Distenfield commented that he and his wife “have been disappointed in our legal representation.” He added, “We helped hundreds and thousands of people across the country, and I fell victim to the very industry that I was trying to reform.”

Distenfield explained that he did not pay Lubetzky, who was hired as outside counsel, because his company’s general counsel at that time, Jason Searns, did not agree with the billing. Furthermore, his attorney John Lauritsen took the position that the writ of attachment on his assets was not valid..

Lubetzky is by no means the only lawyer who claims not to have been paid what he’s owed by Distenfield. Searns himself sued him for nonpayment and is listed as one of the creditors in the bankruptcy papers, as is Santa Barbara’s Barry Capello, who represented We the People during legal tussles with Dollar Financial in the wake of the sale.

Besides the lawyers, a number of franchisees to whom IDLD was making settlement payments also stand to lose in the bankruptcy. Distenfield claimed that the franchisees’ grievances were with the new owners and that the old corporation that had made the original franchise agreements was named as a matter of course. The suits pertained to conflicts over what territory franchisees could expand into, said Distenfield, and what services they were entitled to. The disputes arose after the new owners fired the original management team, including his wife and himself. “They bought the system, and then they changed it,” Distenfield said.

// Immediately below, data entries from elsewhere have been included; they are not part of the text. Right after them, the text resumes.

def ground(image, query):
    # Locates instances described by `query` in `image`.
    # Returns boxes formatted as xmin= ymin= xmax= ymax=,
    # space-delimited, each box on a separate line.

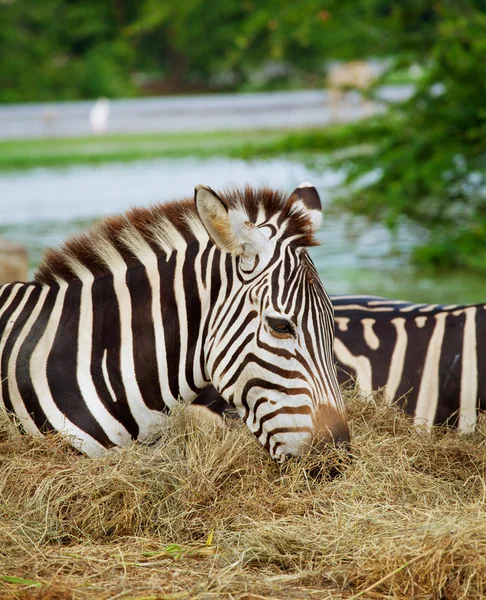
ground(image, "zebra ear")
xmin=194 ymin=185 xmax=241 ymax=254
xmin=289 ymin=181 xmax=322 ymax=233
xmin=194 ymin=185 xmax=268 ymax=262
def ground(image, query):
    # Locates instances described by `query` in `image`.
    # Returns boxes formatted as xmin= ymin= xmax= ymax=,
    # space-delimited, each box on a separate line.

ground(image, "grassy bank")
xmin=0 ymin=396 xmax=486 ymax=600
xmin=0 ymin=131 xmax=292 ymax=170
xmin=0 ymin=125 xmax=367 ymax=170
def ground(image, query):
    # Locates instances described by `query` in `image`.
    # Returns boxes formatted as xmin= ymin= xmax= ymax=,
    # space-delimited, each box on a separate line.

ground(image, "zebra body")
xmin=197 ymin=295 xmax=486 ymax=433
xmin=331 ymin=296 xmax=486 ymax=433
xmin=0 ymin=184 xmax=349 ymax=461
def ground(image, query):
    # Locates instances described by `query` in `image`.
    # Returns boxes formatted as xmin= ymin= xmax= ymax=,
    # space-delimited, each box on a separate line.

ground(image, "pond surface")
xmin=0 ymin=158 xmax=486 ymax=304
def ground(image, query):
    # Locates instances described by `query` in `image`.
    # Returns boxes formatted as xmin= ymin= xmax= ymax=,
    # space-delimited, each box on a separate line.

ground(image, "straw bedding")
xmin=0 ymin=393 xmax=486 ymax=600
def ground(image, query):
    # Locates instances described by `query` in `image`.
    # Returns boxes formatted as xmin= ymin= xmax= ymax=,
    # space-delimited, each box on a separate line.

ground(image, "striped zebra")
xmin=331 ymin=296 xmax=486 ymax=433
xmin=197 ymin=295 xmax=486 ymax=433
xmin=0 ymin=184 xmax=349 ymax=462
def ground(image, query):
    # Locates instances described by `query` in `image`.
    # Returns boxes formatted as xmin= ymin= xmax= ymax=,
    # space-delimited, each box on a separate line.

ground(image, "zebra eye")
xmin=267 ymin=317 xmax=294 ymax=335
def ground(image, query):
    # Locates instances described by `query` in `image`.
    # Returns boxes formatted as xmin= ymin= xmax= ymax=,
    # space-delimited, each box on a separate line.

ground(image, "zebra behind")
xmin=196 ymin=295 xmax=486 ymax=433
xmin=0 ymin=184 xmax=349 ymax=462
xmin=331 ymin=296 xmax=486 ymax=433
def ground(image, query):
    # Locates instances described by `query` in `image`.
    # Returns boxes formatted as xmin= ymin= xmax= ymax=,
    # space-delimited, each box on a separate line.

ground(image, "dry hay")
xmin=0 ymin=395 xmax=486 ymax=600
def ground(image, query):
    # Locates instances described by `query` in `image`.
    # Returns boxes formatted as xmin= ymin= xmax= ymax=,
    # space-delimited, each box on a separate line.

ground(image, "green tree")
xmin=332 ymin=0 xmax=486 ymax=269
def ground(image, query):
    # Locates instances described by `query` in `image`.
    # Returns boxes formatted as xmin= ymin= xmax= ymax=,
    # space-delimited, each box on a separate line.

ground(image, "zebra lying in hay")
xmin=196 ymin=296 xmax=486 ymax=433
xmin=0 ymin=184 xmax=349 ymax=462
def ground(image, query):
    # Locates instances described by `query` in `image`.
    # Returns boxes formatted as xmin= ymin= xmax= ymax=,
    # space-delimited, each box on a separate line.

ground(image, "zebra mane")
xmin=34 ymin=186 xmax=319 ymax=284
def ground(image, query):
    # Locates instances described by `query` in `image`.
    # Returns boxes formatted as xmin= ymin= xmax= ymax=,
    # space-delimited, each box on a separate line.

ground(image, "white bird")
xmin=89 ymin=97 xmax=111 ymax=135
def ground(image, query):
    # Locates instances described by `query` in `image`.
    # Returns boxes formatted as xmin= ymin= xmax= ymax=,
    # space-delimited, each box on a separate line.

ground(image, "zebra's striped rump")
xmin=0 ymin=185 xmax=349 ymax=460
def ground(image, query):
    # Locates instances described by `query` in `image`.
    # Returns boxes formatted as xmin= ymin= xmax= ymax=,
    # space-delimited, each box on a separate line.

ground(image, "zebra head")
xmin=195 ymin=183 xmax=349 ymax=462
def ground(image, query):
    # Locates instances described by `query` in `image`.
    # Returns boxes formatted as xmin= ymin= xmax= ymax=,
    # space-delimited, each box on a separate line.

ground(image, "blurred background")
xmin=0 ymin=0 xmax=486 ymax=304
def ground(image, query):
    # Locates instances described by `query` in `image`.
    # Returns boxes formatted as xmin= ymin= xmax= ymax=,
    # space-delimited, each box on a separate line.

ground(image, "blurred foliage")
xmin=0 ymin=0 xmax=416 ymax=102
xmin=0 ymin=0 xmax=486 ymax=269
xmin=328 ymin=0 xmax=486 ymax=270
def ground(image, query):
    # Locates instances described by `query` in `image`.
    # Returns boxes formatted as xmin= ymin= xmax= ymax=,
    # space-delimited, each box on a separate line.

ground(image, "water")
xmin=0 ymin=158 xmax=486 ymax=304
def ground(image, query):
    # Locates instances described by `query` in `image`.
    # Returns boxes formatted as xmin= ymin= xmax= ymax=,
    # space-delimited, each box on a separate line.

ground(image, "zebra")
xmin=0 ymin=183 xmax=350 ymax=462
xmin=331 ymin=295 xmax=486 ymax=433
xmin=196 ymin=295 xmax=486 ymax=433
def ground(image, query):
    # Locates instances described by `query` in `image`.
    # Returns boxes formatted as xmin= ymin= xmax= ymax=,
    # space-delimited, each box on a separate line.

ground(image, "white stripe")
xmin=361 ymin=319 xmax=380 ymax=350
xmin=104 ymin=244 xmax=163 ymax=440
xmin=0 ymin=283 xmax=23 ymax=405
xmin=414 ymin=313 xmax=447 ymax=428
xmin=118 ymin=232 xmax=178 ymax=407
xmin=174 ymin=252 xmax=190 ymax=400
xmin=458 ymin=306 xmax=478 ymax=433
xmin=386 ymin=317 xmax=407 ymax=402
xmin=334 ymin=338 xmax=372 ymax=394
xmin=101 ymin=348 xmax=118 ymax=402
xmin=398 ymin=304 xmax=425 ymax=312
xmin=8 ymin=286 xmax=43 ymax=435
xmin=368 ymin=299 xmax=406 ymax=306
xmin=0 ymin=283 xmax=21 ymax=322
xmin=334 ymin=304 xmax=395 ymax=312
xmin=76 ymin=273 xmax=131 ymax=446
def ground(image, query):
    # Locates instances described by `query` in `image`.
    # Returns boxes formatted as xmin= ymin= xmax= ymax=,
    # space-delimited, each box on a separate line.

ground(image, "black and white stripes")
xmin=0 ymin=184 xmax=349 ymax=460
xmin=331 ymin=296 xmax=486 ymax=433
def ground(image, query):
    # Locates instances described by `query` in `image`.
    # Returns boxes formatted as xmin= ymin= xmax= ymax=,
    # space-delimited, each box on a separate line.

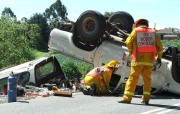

IDLD settled, he said, because it couldn’t afford to continue paying attorney fees to continue fighting Dollar Financial.

Distenfield shared an email, dated January 15, from We the People franchisee Carolee Lockhart (doing business as Glen Tiorem Moors), in response to his January 15 email explaining that he was declaring bankruptcy, which read, “Thanks for all the payments you were able to make : I am really sorry about the lawsuit. : I’ll never forget all the kind and thoughtful things you did for me while I owned my stores.”